JPEG - 7.4 ko Réfractions : Tu viens de publier le livre Dispersar el poder1. Peux-tu nous dire dans quels mouvements d’Amérique latine tu as observé l’intention de disperser le pouvoir ?

Raúl Zibechi : Le livre porte surtout sur le mouvement insurrectionnel qu’a connu la ville d’El Alto, en Bolivie, et sur la culture aymara qui l’a nourri. Tous les mouvements sociaux ne tendent pas à disperser le pouvoir, mais dans des situations de mobilisation importante il y a des moments durant lesquels cette tendance est manifeste. Ces moments insurrectionnels sont des moments épistémologiques, qui font comprendre le non-visible, ce que la vie quotidienne recouvre le reste du temps. La dispersion du pouvoir s’y réalise de deux façons : on assiste, d’une part, à une désarticulation de la centralisation étatique, et d’autre part, ces mouvements ne créent pas de nouvel appareil bureaucratique centralisé, mais adoptent une multitude de formes d’organisation, de sorte qu’à l’intérieur les pouvoirs sont distribués à travers toute la trame organisationnelle.
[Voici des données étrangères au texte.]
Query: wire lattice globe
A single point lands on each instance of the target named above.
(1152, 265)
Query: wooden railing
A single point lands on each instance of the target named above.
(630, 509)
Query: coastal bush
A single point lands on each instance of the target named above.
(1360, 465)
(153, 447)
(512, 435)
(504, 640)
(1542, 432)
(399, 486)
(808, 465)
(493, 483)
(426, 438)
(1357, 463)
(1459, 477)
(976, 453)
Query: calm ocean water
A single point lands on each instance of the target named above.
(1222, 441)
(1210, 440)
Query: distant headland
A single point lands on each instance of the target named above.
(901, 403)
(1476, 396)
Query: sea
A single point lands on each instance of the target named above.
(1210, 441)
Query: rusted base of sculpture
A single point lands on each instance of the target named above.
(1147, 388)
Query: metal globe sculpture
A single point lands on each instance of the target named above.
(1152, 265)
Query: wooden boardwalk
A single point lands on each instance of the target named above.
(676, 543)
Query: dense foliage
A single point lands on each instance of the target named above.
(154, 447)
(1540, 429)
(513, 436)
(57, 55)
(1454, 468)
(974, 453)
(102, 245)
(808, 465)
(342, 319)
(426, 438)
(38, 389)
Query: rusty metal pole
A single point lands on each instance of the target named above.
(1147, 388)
Ces mouvements peuvent-ils déboucher sur des structures permanentes, qui pourraient servir d’alternative aux structures étatiques existantes ?
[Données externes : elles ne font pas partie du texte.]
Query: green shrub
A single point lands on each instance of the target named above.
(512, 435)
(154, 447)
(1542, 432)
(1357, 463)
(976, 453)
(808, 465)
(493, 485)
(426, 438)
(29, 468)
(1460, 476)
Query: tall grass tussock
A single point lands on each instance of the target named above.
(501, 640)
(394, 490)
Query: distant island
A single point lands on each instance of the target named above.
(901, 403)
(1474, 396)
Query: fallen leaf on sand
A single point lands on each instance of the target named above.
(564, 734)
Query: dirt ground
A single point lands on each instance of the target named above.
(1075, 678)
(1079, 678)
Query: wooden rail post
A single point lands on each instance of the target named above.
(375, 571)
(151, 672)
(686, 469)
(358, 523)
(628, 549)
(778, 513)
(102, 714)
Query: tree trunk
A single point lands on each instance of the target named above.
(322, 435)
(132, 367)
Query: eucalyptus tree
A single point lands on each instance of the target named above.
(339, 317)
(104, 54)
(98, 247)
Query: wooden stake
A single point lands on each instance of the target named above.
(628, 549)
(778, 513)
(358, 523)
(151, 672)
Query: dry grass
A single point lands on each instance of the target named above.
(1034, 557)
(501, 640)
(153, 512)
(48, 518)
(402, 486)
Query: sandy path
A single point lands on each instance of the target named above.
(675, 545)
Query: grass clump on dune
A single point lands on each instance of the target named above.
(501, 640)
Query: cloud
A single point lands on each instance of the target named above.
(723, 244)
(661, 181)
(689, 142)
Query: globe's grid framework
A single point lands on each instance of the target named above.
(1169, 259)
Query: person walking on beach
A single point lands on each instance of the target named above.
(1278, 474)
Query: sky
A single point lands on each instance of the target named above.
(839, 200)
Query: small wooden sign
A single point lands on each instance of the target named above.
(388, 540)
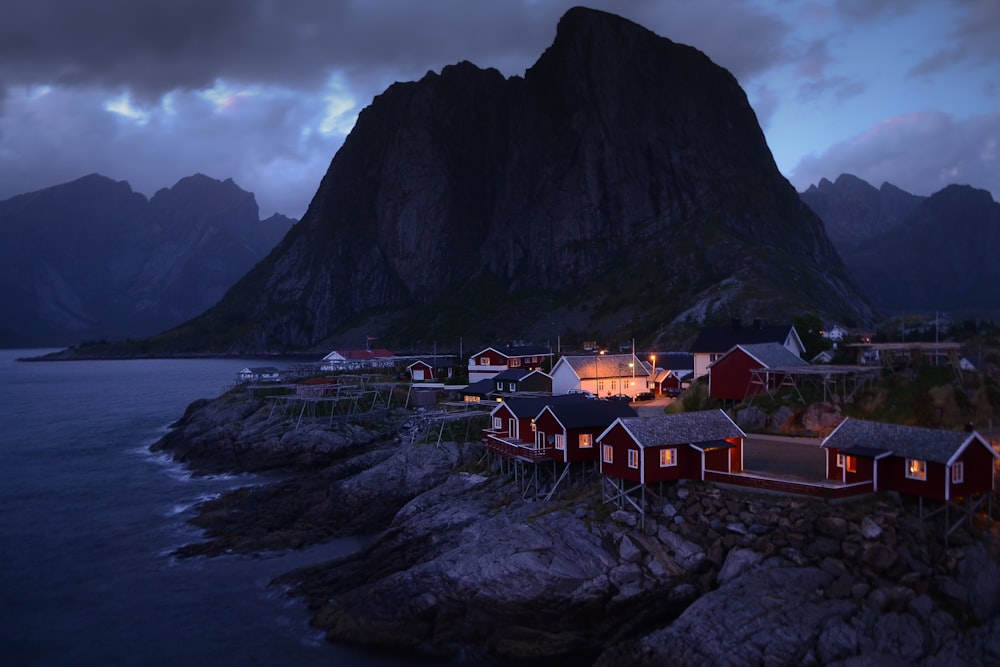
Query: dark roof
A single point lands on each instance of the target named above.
(675, 361)
(513, 374)
(720, 339)
(592, 414)
(682, 429)
(518, 350)
(926, 444)
(772, 355)
(530, 406)
(481, 388)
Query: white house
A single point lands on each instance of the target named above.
(601, 374)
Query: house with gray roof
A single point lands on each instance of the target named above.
(601, 374)
(925, 462)
(730, 377)
(644, 450)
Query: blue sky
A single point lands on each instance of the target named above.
(264, 91)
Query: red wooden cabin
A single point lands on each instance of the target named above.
(682, 446)
(931, 463)
(570, 430)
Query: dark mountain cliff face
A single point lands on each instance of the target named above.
(93, 259)
(854, 211)
(915, 254)
(621, 185)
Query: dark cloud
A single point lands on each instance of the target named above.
(919, 152)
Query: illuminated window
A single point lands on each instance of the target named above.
(668, 457)
(916, 469)
(958, 473)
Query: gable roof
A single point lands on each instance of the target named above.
(605, 365)
(517, 351)
(674, 361)
(592, 414)
(913, 442)
(770, 355)
(529, 406)
(720, 339)
(681, 429)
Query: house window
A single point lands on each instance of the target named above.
(633, 458)
(916, 469)
(668, 457)
(958, 473)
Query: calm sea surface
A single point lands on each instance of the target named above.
(88, 518)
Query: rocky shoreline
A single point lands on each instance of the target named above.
(461, 565)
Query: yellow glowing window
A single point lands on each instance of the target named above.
(668, 457)
(916, 469)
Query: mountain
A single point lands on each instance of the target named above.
(854, 211)
(92, 259)
(910, 253)
(621, 188)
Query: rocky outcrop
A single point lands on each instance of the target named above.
(92, 259)
(571, 191)
(465, 563)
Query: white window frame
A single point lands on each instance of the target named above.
(916, 469)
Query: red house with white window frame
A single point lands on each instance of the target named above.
(570, 430)
(512, 431)
(930, 463)
(729, 378)
(491, 361)
(645, 450)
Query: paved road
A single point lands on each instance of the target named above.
(799, 458)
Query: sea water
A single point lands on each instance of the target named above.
(89, 519)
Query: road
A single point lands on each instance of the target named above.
(797, 458)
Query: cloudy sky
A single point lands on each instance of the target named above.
(264, 91)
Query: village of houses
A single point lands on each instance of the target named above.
(601, 415)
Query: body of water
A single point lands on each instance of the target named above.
(89, 518)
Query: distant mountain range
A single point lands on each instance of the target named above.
(92, 259)
(622, 188)
(909, 253)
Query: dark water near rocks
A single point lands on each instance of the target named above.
(88, 518)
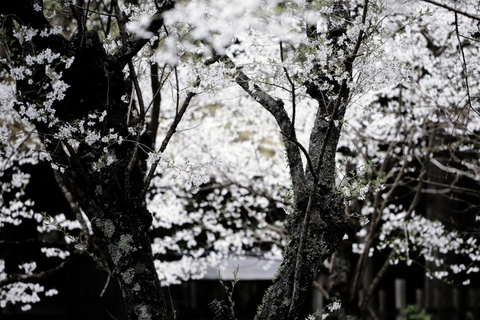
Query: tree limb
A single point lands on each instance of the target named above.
(133, 44)
(463, 13)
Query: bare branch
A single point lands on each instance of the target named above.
(277, 109)
(37, 276)
(166, 140)
(133, 44)
(463, 13)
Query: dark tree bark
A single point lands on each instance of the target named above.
(112, 196)
(319, 221)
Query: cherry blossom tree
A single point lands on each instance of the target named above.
(177, 120)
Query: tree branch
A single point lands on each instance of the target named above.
(37, 276)
(166, 140)
(133, 44)
(276, 108)
(463, 13)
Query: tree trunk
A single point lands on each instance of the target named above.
(110, 193)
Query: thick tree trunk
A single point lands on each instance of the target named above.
(112, 195)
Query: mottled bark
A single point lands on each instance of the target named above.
(111, 196)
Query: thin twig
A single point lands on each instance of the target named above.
(463, 13)
(464, 66)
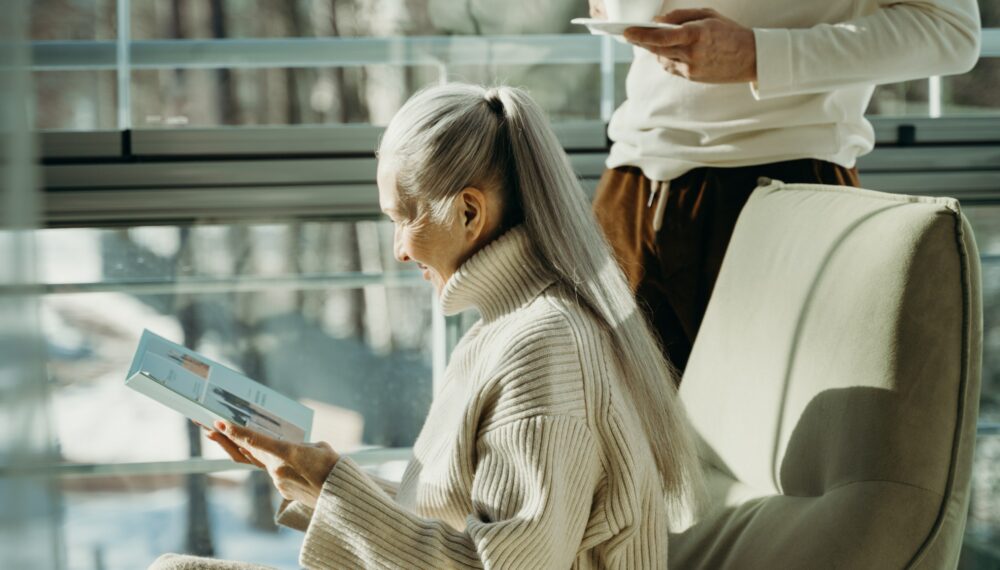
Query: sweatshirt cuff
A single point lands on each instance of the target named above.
(774, 63)
(293, 514)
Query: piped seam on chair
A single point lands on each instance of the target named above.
(863, 481)
(946, 202)
(967, 321)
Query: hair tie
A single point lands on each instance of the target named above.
(494, 103)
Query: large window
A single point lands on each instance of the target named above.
(208, 174)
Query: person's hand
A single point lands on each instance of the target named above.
(298, 470)
(597, 10)
(707, 47)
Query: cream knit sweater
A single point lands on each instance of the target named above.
(817, 65)
(531, 456)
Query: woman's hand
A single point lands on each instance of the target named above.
(707, 47)
(298, 470)
(597, 10)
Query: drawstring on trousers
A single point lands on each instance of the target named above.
(658, 187)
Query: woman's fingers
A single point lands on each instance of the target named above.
(254, 440)
(683, 15)
(230, 448)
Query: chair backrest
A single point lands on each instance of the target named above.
(835, 383)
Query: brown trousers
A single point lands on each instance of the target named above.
(673, 271)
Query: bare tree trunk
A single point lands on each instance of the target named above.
(199, 531)
(252, 361)
(226, 102)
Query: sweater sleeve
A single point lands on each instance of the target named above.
(532, 487)
(899, 41)
(296, 515)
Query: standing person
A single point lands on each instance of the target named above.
(554, 441)
(740, 91)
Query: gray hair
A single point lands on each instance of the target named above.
(449, 137)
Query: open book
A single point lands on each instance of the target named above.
(205, 391)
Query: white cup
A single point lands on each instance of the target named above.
(632, 10)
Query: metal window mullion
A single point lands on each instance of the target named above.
(123, 69)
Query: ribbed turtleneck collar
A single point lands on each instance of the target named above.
(503, 276)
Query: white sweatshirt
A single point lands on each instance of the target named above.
(817, 64)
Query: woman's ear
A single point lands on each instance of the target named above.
(472, 202)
Dans les moments de faible mobilisation, les structures hiérarchiques dominent ; par exemple, à El Alto, il existait une organisation syndicale pyramidale, quoique contrôlée par la base. Mais au moment de l’insurrection sont apparues 500 à 600 assemblées organisées, formant autant de micro-pouvoirs.Trouver une structure organisationnelle combinant permanence et changement est le problème le plus difficile. Quand domine le changement, la structure disparaît. Dans les sociétés très dynamiques, il y a une crise permanente des organisations, car le mouvement empêche la consolidation.
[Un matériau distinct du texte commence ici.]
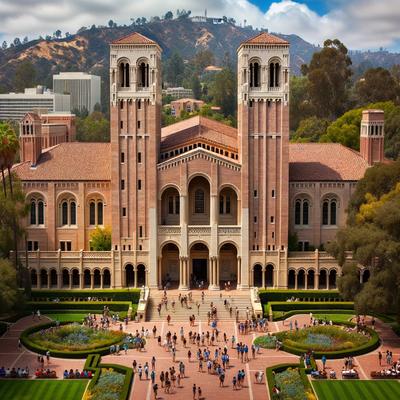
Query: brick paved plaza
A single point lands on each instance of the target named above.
(13, 356)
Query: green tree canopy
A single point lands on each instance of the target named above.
(329, 77)
(25, 76)
(377, 84)
(372, 234)
(100, 239)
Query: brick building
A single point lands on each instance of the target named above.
(197, 201)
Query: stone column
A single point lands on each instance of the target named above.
(239, 267)
(135, 276)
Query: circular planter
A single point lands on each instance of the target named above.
(290, 346)
(29, 343)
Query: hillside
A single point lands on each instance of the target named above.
(88, 50)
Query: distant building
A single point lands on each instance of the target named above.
(83, 88)
(13, 106)
(178, 92)
(188, 105)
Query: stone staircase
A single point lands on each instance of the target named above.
(241, 300)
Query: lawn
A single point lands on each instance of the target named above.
(357, 390)
(78, 317)
(42, 389)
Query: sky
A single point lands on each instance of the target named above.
(359, 24)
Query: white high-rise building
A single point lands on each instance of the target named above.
(13, 106)
(83, 88)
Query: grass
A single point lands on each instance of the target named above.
(357, 390)
(66, 317)
(42, 389)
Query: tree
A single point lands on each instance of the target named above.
(100, 239)
(310, 130)
(372, 233)
(377, 84)
(329, 77)
(25, 75)
(9, 294)
(174, 69)
(195, 86)
(223, 91)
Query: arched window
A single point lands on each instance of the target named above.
(302, 212)
(329, 212)
(36, 212)
(199, 201)
(67, 212)
(96, 212)
(144, 74)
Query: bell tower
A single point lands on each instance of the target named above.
(135, 114)
(263, 129)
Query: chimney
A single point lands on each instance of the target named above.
(372, 136)
(30, 137)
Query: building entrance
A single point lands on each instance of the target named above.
(199, 272)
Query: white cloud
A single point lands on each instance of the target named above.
(359, 24)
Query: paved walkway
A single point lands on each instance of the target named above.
(12, 356)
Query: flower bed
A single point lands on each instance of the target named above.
(70, 340)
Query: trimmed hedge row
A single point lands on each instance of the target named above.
(93, 364)
(296, 312)
(373, 344)
(283, 295)
(280, 368)
(132, 295)
(114, 306)
(25, 340)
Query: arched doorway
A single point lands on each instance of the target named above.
(291, 279)
(33, 277)
(43, 278)
(96, 278)
(332, 279)
(257, 275)
(199, 201)
(65, 278)
(129, 276)
(227, 266)
(228, 209)
(169, 274)
(106, 278)
(141, 275)
(301, 279)
(75, 278)
(199, 267)
(86, 278)
(310, 279)
(269, 276)
(170, 207)
(322, 279)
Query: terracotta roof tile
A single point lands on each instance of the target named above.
(266, 38)
(70, 162)
(134, 38)
(325, 162)
(195, 128)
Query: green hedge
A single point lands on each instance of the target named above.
(131, 295)
(296, 312)
(93, 364)
(87, 306)
(280, 368)
(25, 340)
(373, 344)
(311, 295)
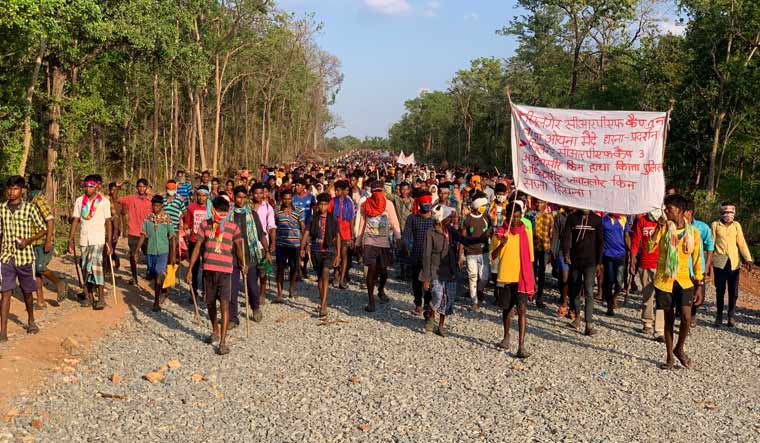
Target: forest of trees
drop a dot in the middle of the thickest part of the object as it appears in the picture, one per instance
(138, 88)
(613, 54)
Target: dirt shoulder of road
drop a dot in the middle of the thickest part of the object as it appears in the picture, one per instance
(30, 361)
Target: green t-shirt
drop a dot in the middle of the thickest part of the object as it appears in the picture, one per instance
(158, 236)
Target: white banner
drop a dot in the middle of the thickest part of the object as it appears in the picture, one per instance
(607, 161)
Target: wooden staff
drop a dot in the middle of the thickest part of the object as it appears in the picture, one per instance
(247, 304)
(113, 281)
(197, 316)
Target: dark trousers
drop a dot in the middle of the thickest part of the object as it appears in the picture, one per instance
(253, 291)
(726, 277)
(614, 274)
(583, 277)
(197, 270)
(539, 269)
(420, 294)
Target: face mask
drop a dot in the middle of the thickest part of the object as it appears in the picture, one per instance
(727, 214)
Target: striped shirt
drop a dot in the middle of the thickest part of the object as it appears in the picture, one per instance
(289, 228)
(174, 209)
(25, 221)
(217, 256)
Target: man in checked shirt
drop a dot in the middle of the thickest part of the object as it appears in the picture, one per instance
(542, 236)
(20, 226)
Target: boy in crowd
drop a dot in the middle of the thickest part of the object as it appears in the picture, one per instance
(158, 230)
(515, 282)
(646, 260)
(20, 226)
(43, 248)
(679, 245)
(414, 234)
(342, 208)
(475, 256)
(290, 228)
(376, 223)
(617, 242)
(92, 214)
(218, 236)
(264, 209)
(708, 246)
(325, 240)
(582, 241)
(256, 250)
(137, 207)
(542, 235)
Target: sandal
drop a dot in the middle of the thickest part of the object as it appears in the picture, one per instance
(211, 339)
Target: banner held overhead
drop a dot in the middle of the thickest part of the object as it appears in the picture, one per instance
(608, 161)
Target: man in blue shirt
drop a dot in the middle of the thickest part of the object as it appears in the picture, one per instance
(708, 246)
(304, 201)
(617, 243)
(184, 187)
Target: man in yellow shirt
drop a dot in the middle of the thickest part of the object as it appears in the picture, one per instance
(515, 283)
(677, 241)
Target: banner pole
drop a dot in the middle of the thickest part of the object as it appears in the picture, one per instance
(667, 129)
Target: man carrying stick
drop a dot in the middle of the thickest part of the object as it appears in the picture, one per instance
(92, 215)
(217, 235)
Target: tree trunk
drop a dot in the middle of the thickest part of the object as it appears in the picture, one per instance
(28, 117)
(717, 125)
(199, 129)
(156, 109)
(54, 133)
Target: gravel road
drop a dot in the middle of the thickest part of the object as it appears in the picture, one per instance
(377, 377)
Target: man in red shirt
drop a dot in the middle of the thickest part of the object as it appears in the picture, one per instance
(342, 207)
(197, 212)
(137, 207)
(643, 229)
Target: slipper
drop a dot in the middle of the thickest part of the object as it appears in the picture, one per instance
(63, 289)
(211, 339)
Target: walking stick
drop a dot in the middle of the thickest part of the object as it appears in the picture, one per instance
(113, 281)
(79, 272)
(247, 302)
(197, 316)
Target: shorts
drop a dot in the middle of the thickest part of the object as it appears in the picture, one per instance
(41, 259)
(444, 294)
(507, 296)
(217, 285)
(132, 241)
(678, 298)
(287, 256)
(157, 265)
(322, 261)
(561, 265)
(374, 255)
(9, 273)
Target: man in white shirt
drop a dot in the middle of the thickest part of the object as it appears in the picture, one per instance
(92, 214)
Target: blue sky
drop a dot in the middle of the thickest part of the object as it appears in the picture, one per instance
(392, 49)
À l’inverse, on constate une tendance à l’oligarchisation, à la bureaucratisation de toutes les organisations. Sur le terrain théorique, le physicien Ilya Prigogine a analysé les structures « dissipatives » dans la nature, structures qui combinent stabilité et changement selon un équilibre toujours provisoire. Les grandes coordinations, comme la Coordinadora del agua en Bolivie, en dehors des moments insurrectionnels, ne sont plus que des noms sans réalité. À Oaxaca, l’APPO2 n’est plus la même non plus que durant les six derniers mois : elle continue à exister, mais seulement comme mémoire symbolique, comme référence pour recommencer l’insurrection. Je ne connais pas de formes insurrectionnelles durables dans la pratique. Peut-être que les Conseils de Bon Gouvernement des Zapatistes constituent un bon exemple d’équilibre, mais cela reste toujours instable. Si le changement domine, c’est le chaos – ce qui n’est pas nécessairement mauvais : si les groupes disparaissent, c’est moins grave que s’ils se figent.

Mais dans ce cas, ils ne constituent pas une alternative à l’État ?

La seule alternative que je vois est le chaos, avec une certaine stabilité.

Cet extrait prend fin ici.